Режиссёрские самопоказы В.Э. Мейерхольда

«В то время не восхищаться Мейерхольдом было дурным тоном, восторгались решительно всем, чтобы не прослыть ретроградами. В своем театре Мейерхольд часто устраивал открытые репетиции. Публика валила валом, заранее надевая на себя маску восхищения. Это возбуждало Мастера на эффектные показы, блестящие находки, остроумные объяснения. Впрочем, это были не репетиции, а спектакли одного актёра, который показывал гениального режиссёра в атмосфере всеобщего восхищения.

Я думаю, что для вечернего спектакля такие показы не имели никакого смысла, а для актёров в них было даже что-то унизительное: в любой момент режиссёр блеском своих показов мог выставить актёров в смешном, нелепом, неловком виде. Например, репетируется «Лес», на сцене прекрасный актёр - Свердлин. Мейерхольд не даёт ему включить себя в ход событий, всё время останавливает, чтобы продемонстрировать своё искусство! Режиссура здесь не решала своих главных задач - познания и творческого освоения драматургического смысла пьесы, воспитания в актёре образа или помощи актёру при «влезании» им в «шкуру изображаемого лица», по Щепкину.

Но «представление» было увлекательным и эффектным.

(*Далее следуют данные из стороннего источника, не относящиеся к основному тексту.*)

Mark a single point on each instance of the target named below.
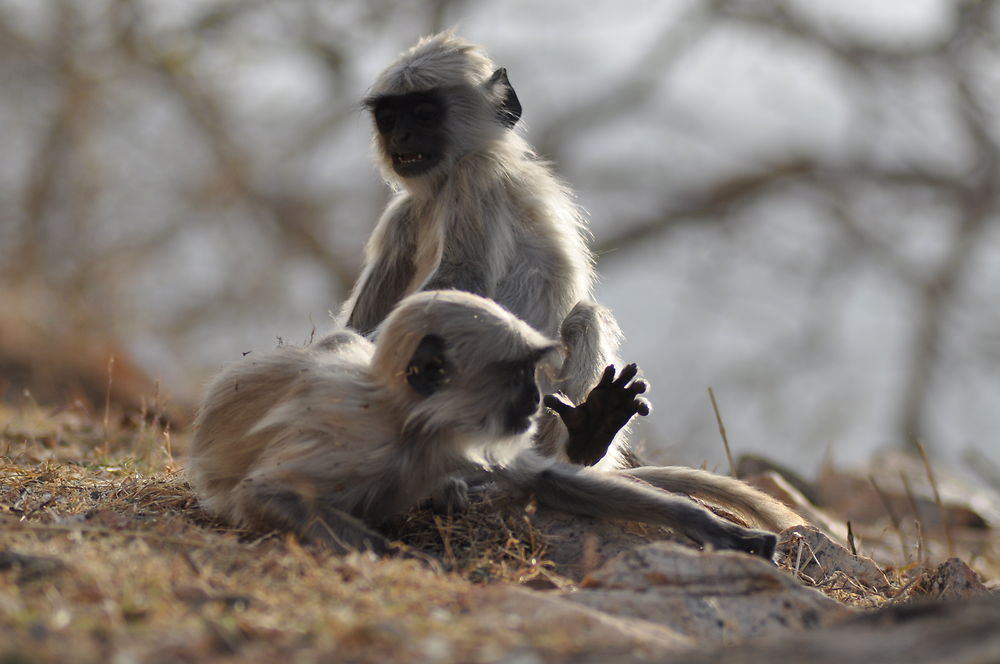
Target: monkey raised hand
(592, 425)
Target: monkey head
(459, 361)
(439, 101)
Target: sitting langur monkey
(477, 210)
(329, 440)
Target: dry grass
(105, 553)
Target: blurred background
(795, 203)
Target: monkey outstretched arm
(593, 424)
(387, 275)
(754, 506)
(603, 495)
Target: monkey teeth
(410, 158)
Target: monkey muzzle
(409, 164)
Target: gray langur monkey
(330, 439)
(477, 210)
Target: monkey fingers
(593, 424)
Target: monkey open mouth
(411, 164)
(409, 158)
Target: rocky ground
(106, 556)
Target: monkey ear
(509, 108)
(428, 369)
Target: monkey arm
(755, 507)
(593, 424)
(602, 495)
(382, 284)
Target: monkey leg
(754, 506)
(593, 424)
(272, 503)
(451, 496)
(596, 494)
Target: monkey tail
(756, 507)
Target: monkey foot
(593, 424)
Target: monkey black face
(524, 395)
(428, 369)
(412, 127)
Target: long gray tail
(756, 507)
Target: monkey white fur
(477, 210)
(331, 439)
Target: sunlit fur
(330, 439)
(491, 219)
(333, 428)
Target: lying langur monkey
(477, 210)
(331, 439)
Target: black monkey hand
(593, 424)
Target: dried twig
(722, 432)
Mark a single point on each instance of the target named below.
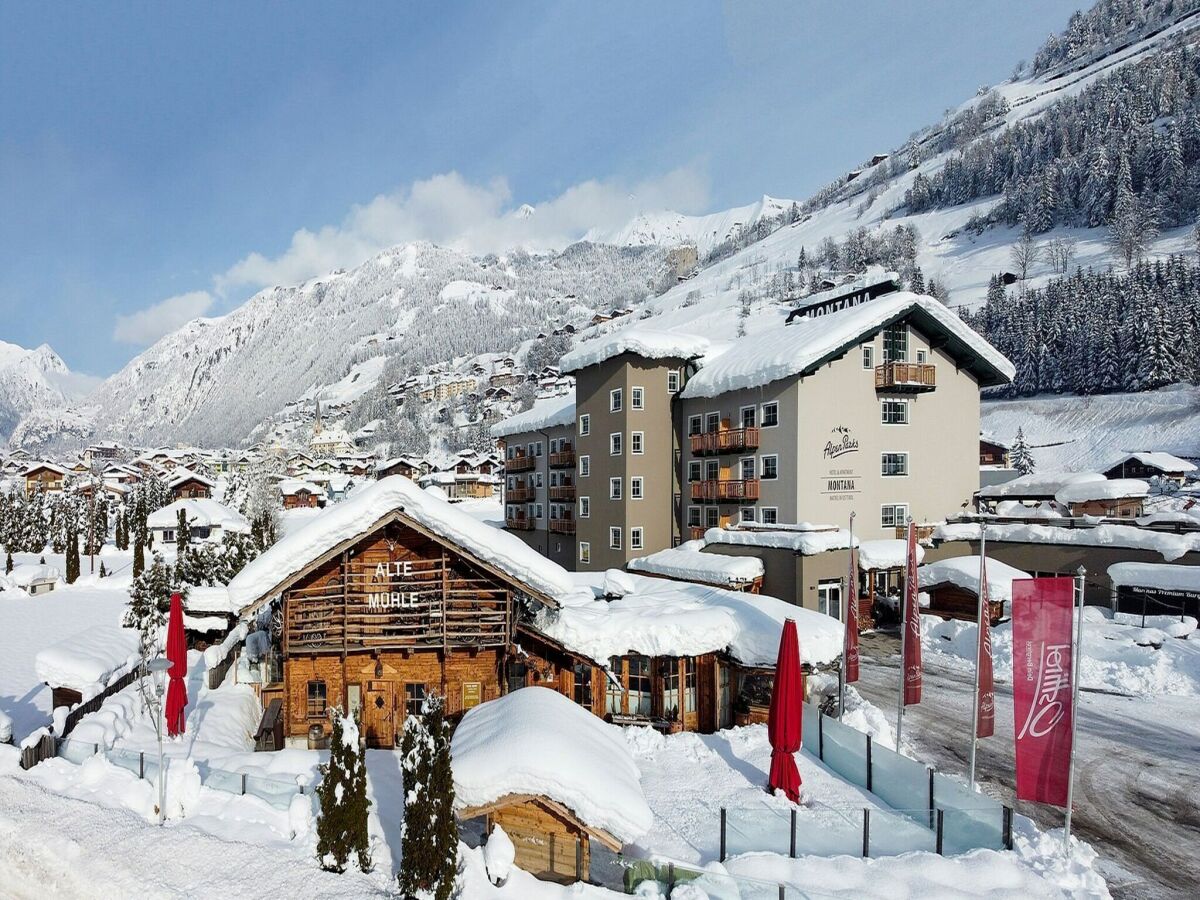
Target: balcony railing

Каждому режиссёру доводилось репетировать не для спектакля, не для актёров, а для тех, кто сидит в зрительном зале. В такой ситуации сама собою появляется режиссёрская «показуха» (может быть, как самосохранение от «соглядатаев»), целесообразность и собранность заменяются «блеском импровизаций», самопоказом, которые из средства превращаются в цель. Я уверен, что настоящая репетиция - процесс интимный, доверительный, и показывать в нём нечего. Однако всегда находятся «соглядатаи», которые хотят попасть на репетицию, и отказывающийся пустить их в репетиционный зал режиссёр представляется злым эгоистом.

Впоследствии Самосуд, влюблённый в Мейерхольда, старался привить мне многие из его «приемов», которые в наше время получили жаргонное прозвище «понтярство». Например, Самуил Абрамович рассказывал мне, как перед генеральной репетицией «Пиковой дамы» Всеволод Эмильевич предупредил его о том, что в середине второго акта несколькими хлопками в ладоши остановит спектакль. Так и было: Мейерхольд хлопает в ладоши, Самосуд останавливает оркестр, режиссёр идёт через весь зал, поднимается на сцену и чуть переставляет канделябры, стоящие на подставке. Передвинул, отошёл, поглядел, ещё чуть подвинул и обратился к дирижёру: «Прошу продолжать!» Это вызвало овацию в зрительном зале!

Перед генеральной репетицией первого нашего совместного спектакля Самосуд сказал мне:

- Сделайте на репетиции что-нибудь такое. Хлопните в ладоши, и я остановлю оркестр.
- Зачем?
- Вас должны знать!
- А если я испытываю удовольствие от того, что люди смотрят на мою работу, а меня как будто нет, меня не знают, я в тени, умер? - ханжески, скорее от трусости, возразил я.
- Ха-ха! Дорогой мой, это нетеатрально. Театру нужен успех! Завтра все будут говорить о вас. Это нужно и вам, и театру.

Самосуд в чём-то был прав, и я теперь жалею, что не переломил себя, струсил, постеснялся. Потом было уже поздно.

Мне всегда претили режиссёрские самопоказы, мне казалось это мелочным тщеславием, нескромностью, чем-то недостойным... Но когда Мейерхольд после спектакля не выходил «на поклоны», мне было обидно, жалко, хотелось видеть его выходящим из-за кулис, или проходящим по проходу партера, или встающим на один из зрительских стульев».

Покровский Б.А., Ступени профессии, М., «Всероссийское театральное общество», 1984 г., с. 22-23.